Detection Methods for CVE-2026-46289
Indicators of Compromise
- Kernel oops, BUG, or KASAN reports referencing extract_kvec_to_sg, extract_iter_to_sg, or lib/scatterlist.c
- Out-of-bounds read or write warnings in subsystems that consume scatterlists, including network, filesystem, or crypto stacks
- Unexpected DMA mapping failures or memory corruption symptoms correlated with iov_iter operations
Detection Strategies
- Enable KASAN (Kernel Address Sanitizer) on test and staging kernels to surface out-of-bounds accesses in scatterlist consumers
- Run the upstream kunit_iov_iter test cases introduced alongside the patch series to verify whether a running kernel is affected
- Inventory running kernel versions and flag any in the 6.3 through pre-patch 6.5+ range that have not received the fix
Monitoring Recommendations
- Monitor dmesg and journald output for KASAN, slab corruption, and page boundary violation messages on Linux hosts
- Collect kernel version telemetry from endpoints and servers to identify systems still running unpatched kernels
- Track stable tree backport advisories from your Linux distribution vendor for the commits referenced below
How to Mitigate CVE-2026-46289
Immediate Actions Required
- Identify all systems running Linux kernel v6.3 or later and prioritize those on long-lived 6.5+ stable branches
- Apply distribution-provided kernel updates that include the upstream commits listed in the patch references
- Schedule reboots for hosts after kernel package upgrades to ensure the patched code path is active
Patch Information
Upstream fixes are available in the following kernel commits: 07b7d66, 3f17500, 8fbba68, 9d38756, and e5e22fc.

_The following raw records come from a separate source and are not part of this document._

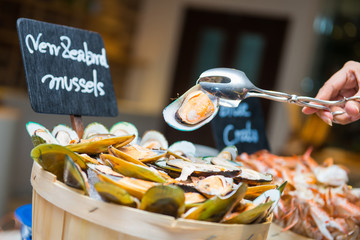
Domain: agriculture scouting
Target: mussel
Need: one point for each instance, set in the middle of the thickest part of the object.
(153, 139)
(164, 199)
(192, 110)
(215, 208)
(113, 193)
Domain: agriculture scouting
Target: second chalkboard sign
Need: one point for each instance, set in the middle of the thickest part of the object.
(242, 127)
(66, 69)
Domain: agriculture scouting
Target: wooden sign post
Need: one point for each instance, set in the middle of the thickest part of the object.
(242, 127)
(67, 71)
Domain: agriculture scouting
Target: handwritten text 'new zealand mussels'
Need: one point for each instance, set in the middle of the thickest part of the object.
(65, 51)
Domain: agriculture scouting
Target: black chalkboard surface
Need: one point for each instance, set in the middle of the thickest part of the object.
(66, 69)
(242, 126)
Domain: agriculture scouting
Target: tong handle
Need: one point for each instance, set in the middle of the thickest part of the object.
(299, 100)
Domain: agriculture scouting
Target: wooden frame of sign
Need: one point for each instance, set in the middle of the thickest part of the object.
(67, 71)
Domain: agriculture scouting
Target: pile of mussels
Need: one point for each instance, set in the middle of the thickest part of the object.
(118, 166)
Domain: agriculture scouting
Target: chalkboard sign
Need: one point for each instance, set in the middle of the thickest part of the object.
(242, 126)
(66, 69)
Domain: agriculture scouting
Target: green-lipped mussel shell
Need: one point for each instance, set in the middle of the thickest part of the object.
(51, 157)
(255, 191)
(281, 188)
(74, 177)
(135, 187)
(113, 193)
(253, 177)
(215, 208)
(228, 153)
(133, 170)
(100, 146)
(37, 140)
(154, 154)
(117, 153)
(203, 169)
(164, 199)
(249, 216)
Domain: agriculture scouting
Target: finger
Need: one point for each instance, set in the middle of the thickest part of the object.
(342, 119)
(326, 116)
(352, 108)
(309, 110)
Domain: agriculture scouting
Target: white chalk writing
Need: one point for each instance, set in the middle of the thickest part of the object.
(232, 136)
(75, 84)
(241, 111)
(79, 55)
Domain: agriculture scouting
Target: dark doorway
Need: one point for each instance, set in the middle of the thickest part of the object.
(212, 39)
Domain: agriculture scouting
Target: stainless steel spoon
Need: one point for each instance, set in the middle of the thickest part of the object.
(232, 86)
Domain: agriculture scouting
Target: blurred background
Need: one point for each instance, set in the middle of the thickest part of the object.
(156, 50)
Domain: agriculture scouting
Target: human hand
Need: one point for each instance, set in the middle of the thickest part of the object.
(344, 83)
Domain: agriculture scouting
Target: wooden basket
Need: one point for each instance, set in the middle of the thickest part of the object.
(60, 212)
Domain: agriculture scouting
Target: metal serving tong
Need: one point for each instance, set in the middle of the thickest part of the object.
(232, 86)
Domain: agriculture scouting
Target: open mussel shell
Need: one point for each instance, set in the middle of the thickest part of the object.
(228, 153)
(139, 153)
(202, 169)
(251, 215)
(215, 208)
(272, 195)
(164, 199)
(183, 149)
(153, 139)
(255, 191)
(111, 192)
(95, 129)
(120, 154)
(51, 157)
(40, 134)
(130, 169)
(99, 146)
(65, 135)
(253, 177)
(193, 199)
(171, 115)
(74, 176)
(135, 187)
(124, 129)
(215, 185)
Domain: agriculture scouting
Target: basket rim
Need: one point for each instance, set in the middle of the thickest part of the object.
(121, 218)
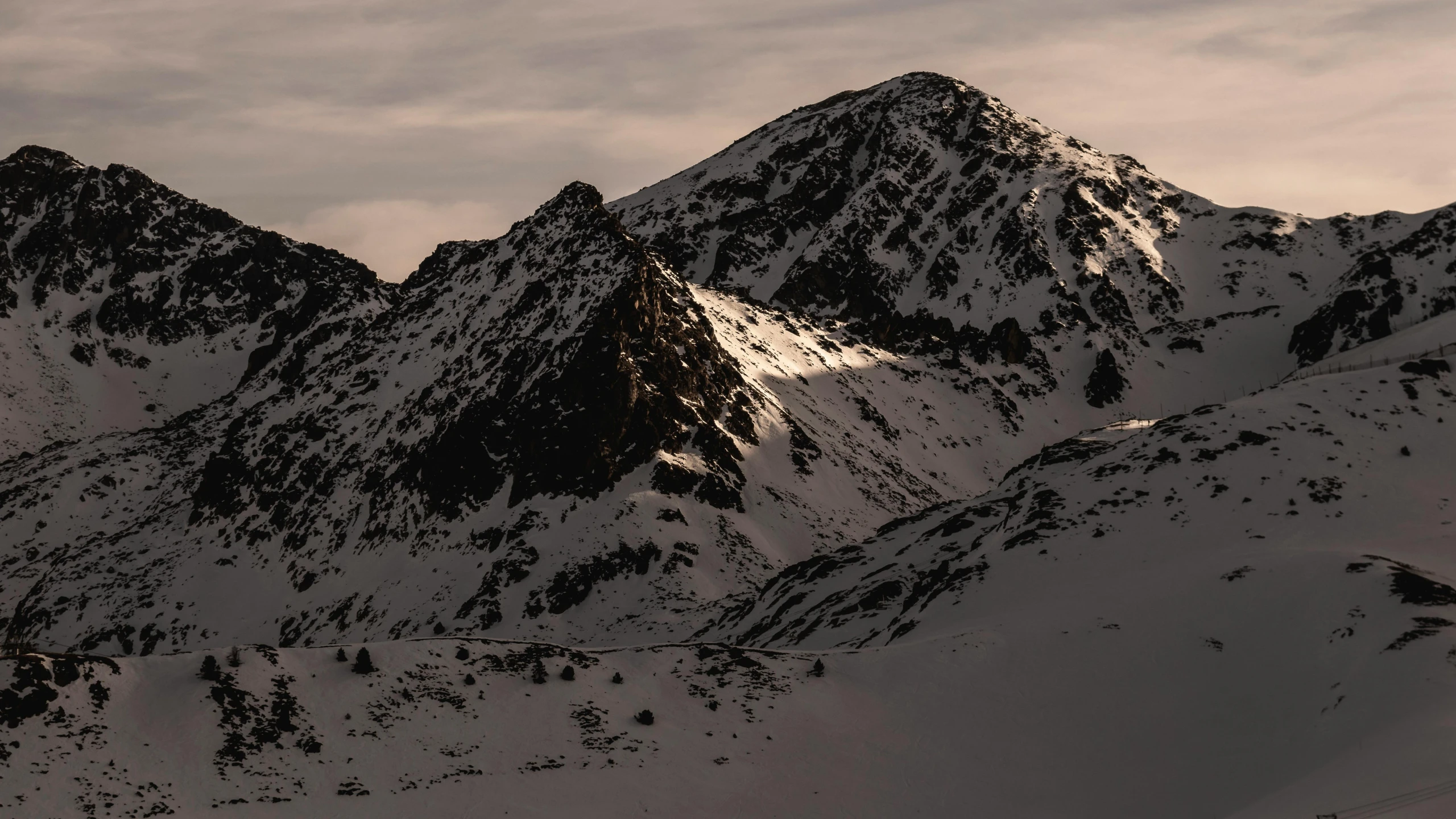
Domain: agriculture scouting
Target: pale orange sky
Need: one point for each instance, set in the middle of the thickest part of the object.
(383, 127)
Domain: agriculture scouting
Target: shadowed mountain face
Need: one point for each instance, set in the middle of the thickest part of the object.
(813, 401)
(932, 218)
(909, 289)
(124, 304)
(557, 361)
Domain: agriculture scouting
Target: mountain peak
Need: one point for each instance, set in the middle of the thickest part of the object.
(43, 156)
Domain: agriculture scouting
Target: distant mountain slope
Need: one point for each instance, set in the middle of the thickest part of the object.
(124, 304)
(549, 435)
(932, 218)
(1342, 467)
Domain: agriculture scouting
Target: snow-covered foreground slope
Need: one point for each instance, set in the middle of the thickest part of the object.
(775, 451)
(124, 304)
(1276, 694)
(1242, 613)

The fix constrains per-entry length to page boundaries, adjusts the copied length when sglist entries are exhausted, and adds an early return when no sglist entries are provided. Backports are marked for v6.5 and later stable kernels.
Workarounds
- No vendor-published workaround exists; applying the upstream patch series is the supported remediation
- Limit local untrusted code execution on affected hosts until kernels are updated
- Where feasible, deploy kernels built with KASAN enabled in non-production environments to detect related memory safety regressions early
# Verify running kernel version and check for the patched commit
uname -r
# Debian/Ubuntu: update and install latest kernel
sudo apt update && sudo apt install --only-upgrade linux-image-generic
# RHEL/Fedora: update kernel package
sudo dnf update kernel
# Reboot to activate the patched kernel
sudo systemctl reboot
Disclaimer: This content was generated using AI. While we strive for accuracy, please verify critical information with official sources.